Elizabeth Vernon (January 11, 1572 – November 23, 1655) was the mistress and later wife of local landowner Henry Wriothesley, 3rd Earl of Southampton. Vernon had been one of Elizabeth I’s chief ladies-in-waiting before becoming pregnant; upon finding out, the queen, most annoyed to discover that affairs were conducted at court without her knowledge, had the two locked up in Fleet prison, and after they were released they were never received by her again. After the couple married in 1598 Vernon became the Countess of Southampton. They went on to have several more children, one of whom was Thomas, the 4th and final earl of Southampton, whose daughter Rachel married William, Lord Russell, the Duke of Bedford in 1669, after which Bloomsbury transferred into the ownership of the Russell family who already held Covent Garden.
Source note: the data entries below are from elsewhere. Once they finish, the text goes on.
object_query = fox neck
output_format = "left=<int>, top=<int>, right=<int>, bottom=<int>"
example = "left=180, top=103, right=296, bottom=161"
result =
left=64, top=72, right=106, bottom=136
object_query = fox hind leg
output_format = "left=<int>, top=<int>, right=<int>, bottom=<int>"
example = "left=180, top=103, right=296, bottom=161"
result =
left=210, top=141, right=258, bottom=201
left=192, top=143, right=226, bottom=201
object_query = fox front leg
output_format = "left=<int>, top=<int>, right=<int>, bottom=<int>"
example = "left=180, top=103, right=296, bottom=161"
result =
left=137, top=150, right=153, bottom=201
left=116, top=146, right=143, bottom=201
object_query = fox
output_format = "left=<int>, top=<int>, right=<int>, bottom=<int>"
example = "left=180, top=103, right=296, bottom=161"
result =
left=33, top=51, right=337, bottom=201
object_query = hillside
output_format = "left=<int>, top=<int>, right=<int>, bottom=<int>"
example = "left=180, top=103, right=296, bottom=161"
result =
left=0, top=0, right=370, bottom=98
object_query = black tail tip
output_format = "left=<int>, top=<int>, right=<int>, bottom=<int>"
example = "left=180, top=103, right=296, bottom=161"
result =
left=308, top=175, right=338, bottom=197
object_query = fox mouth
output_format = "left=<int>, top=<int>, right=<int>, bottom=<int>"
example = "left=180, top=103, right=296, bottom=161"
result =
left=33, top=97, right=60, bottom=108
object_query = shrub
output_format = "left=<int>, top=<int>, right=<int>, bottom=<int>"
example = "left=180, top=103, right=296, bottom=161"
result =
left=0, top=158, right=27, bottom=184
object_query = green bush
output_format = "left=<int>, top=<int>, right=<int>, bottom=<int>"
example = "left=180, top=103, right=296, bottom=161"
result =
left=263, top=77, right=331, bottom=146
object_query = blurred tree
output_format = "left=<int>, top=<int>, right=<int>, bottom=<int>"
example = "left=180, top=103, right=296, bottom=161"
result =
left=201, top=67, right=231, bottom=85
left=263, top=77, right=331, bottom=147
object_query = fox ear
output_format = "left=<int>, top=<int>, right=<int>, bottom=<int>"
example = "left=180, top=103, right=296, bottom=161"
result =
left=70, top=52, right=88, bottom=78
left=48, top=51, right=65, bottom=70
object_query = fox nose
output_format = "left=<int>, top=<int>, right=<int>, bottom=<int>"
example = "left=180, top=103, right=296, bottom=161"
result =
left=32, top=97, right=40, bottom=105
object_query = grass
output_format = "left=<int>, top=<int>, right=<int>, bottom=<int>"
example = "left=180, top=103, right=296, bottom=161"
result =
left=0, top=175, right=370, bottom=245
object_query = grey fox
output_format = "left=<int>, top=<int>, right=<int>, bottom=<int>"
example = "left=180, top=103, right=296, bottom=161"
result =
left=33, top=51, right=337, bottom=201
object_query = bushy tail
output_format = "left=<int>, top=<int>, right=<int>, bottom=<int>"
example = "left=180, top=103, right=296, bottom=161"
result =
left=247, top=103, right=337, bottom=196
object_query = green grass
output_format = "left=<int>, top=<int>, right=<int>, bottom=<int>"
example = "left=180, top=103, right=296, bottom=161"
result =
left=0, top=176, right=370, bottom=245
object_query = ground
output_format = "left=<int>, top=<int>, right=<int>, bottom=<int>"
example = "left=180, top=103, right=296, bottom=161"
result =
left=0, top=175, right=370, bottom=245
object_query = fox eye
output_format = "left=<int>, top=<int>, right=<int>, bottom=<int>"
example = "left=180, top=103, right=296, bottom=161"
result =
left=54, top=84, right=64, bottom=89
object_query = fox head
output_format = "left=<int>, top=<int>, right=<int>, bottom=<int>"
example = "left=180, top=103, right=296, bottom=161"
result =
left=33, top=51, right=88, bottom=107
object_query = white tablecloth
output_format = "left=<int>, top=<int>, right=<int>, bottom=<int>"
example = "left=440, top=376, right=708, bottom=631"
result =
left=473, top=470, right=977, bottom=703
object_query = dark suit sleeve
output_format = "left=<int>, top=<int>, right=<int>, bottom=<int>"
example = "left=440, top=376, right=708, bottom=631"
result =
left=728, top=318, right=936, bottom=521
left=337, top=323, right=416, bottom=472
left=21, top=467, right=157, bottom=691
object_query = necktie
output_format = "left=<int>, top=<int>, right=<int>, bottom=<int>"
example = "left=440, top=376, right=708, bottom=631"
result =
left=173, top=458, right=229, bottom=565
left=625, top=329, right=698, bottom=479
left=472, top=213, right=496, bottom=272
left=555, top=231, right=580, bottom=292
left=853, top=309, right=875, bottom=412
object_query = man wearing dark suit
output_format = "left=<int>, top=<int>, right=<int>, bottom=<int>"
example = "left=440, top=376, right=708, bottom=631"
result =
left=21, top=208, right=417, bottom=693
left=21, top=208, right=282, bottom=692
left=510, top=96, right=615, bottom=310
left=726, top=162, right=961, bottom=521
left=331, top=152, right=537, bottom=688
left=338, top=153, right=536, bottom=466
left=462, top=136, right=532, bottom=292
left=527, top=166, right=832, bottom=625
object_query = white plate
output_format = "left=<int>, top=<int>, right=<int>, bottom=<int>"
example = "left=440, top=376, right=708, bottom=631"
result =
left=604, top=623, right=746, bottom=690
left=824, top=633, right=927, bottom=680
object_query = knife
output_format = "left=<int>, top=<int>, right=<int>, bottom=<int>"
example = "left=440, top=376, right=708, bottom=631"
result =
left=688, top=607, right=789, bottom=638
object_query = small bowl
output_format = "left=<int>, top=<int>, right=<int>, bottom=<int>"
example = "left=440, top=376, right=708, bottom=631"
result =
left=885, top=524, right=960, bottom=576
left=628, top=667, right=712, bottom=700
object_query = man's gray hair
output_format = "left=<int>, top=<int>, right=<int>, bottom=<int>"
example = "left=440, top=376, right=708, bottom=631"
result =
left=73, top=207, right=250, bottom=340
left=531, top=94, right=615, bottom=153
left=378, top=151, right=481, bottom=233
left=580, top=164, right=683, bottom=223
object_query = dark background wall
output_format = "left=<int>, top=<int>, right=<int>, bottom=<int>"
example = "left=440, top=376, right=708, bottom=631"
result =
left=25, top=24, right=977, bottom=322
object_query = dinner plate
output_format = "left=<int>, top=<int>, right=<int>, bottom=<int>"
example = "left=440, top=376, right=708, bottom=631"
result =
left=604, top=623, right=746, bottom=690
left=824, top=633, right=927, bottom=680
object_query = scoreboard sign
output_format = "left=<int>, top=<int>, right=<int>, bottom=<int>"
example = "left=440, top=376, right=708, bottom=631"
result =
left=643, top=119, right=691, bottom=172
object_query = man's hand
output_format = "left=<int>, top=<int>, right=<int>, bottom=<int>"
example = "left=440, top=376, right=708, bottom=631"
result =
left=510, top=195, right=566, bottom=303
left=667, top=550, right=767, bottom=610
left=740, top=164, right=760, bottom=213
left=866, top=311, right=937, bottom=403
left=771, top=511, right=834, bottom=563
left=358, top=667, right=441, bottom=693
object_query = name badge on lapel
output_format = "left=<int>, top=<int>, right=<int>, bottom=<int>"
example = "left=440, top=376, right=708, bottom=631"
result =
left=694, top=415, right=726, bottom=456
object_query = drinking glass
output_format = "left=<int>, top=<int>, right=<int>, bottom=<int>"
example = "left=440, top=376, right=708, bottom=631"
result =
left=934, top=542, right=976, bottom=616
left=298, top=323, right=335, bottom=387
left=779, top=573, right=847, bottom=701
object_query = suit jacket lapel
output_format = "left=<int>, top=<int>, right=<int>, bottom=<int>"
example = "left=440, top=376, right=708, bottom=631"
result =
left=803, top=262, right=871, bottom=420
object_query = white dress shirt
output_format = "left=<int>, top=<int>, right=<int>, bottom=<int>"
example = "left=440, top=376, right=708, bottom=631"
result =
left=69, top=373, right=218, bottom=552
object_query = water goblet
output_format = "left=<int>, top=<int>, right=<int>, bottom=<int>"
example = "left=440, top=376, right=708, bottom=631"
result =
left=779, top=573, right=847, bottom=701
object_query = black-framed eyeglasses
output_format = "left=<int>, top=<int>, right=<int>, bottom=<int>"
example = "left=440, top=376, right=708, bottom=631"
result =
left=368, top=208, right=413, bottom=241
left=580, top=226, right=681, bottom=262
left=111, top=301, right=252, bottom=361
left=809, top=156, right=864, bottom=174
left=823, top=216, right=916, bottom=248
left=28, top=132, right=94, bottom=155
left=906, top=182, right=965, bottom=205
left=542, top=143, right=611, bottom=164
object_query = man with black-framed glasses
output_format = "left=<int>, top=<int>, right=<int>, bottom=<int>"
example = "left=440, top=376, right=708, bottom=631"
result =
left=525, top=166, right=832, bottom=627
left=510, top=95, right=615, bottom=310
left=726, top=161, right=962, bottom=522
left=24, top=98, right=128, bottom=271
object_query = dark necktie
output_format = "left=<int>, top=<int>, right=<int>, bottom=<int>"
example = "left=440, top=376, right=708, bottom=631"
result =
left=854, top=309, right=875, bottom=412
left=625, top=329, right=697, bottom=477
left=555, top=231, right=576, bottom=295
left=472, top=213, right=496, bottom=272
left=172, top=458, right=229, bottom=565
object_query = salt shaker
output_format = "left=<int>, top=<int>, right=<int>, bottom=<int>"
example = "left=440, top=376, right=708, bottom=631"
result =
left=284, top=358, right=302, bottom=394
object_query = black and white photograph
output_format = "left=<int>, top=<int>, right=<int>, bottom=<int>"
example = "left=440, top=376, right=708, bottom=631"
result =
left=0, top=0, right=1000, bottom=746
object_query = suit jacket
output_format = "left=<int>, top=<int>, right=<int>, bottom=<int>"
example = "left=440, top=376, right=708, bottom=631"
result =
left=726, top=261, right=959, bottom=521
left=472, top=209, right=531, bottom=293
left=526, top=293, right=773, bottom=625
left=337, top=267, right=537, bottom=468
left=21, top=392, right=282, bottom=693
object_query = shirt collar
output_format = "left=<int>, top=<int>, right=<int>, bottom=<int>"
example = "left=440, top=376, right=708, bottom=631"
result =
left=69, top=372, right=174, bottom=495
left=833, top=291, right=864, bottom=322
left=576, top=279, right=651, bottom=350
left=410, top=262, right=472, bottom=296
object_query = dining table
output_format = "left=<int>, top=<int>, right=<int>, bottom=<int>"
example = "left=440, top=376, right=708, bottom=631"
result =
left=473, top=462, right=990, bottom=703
Today the street is part of the A40, and a continuation east of Bloomsbury Way, however when it was first laid out, by 1720, along the lines of the 13thCentury Blemund’s dyke, it was called Hart Street and ran between Museum Street (then, Queen Street) and Southampton Row (then, King Street). By the time the 1895 Ordnance Survey map was published its eastern section had been renamed Vernon Place. Its location made it an increasingly important route for traffic, though this had been controlled for many years by the Russell family’s policy of restricting through traffic. Donald Olsen in London Town Planning, says “The Bedford office was generally successful in keeping bus and tram lines off its residential streets. For a long time the estate was able to exclude omnibuses from Hart Street”. The rest of Hart Street was renamed Bloomsbury Way in the 1930s and is now, rather ironically, a major route for through traffic.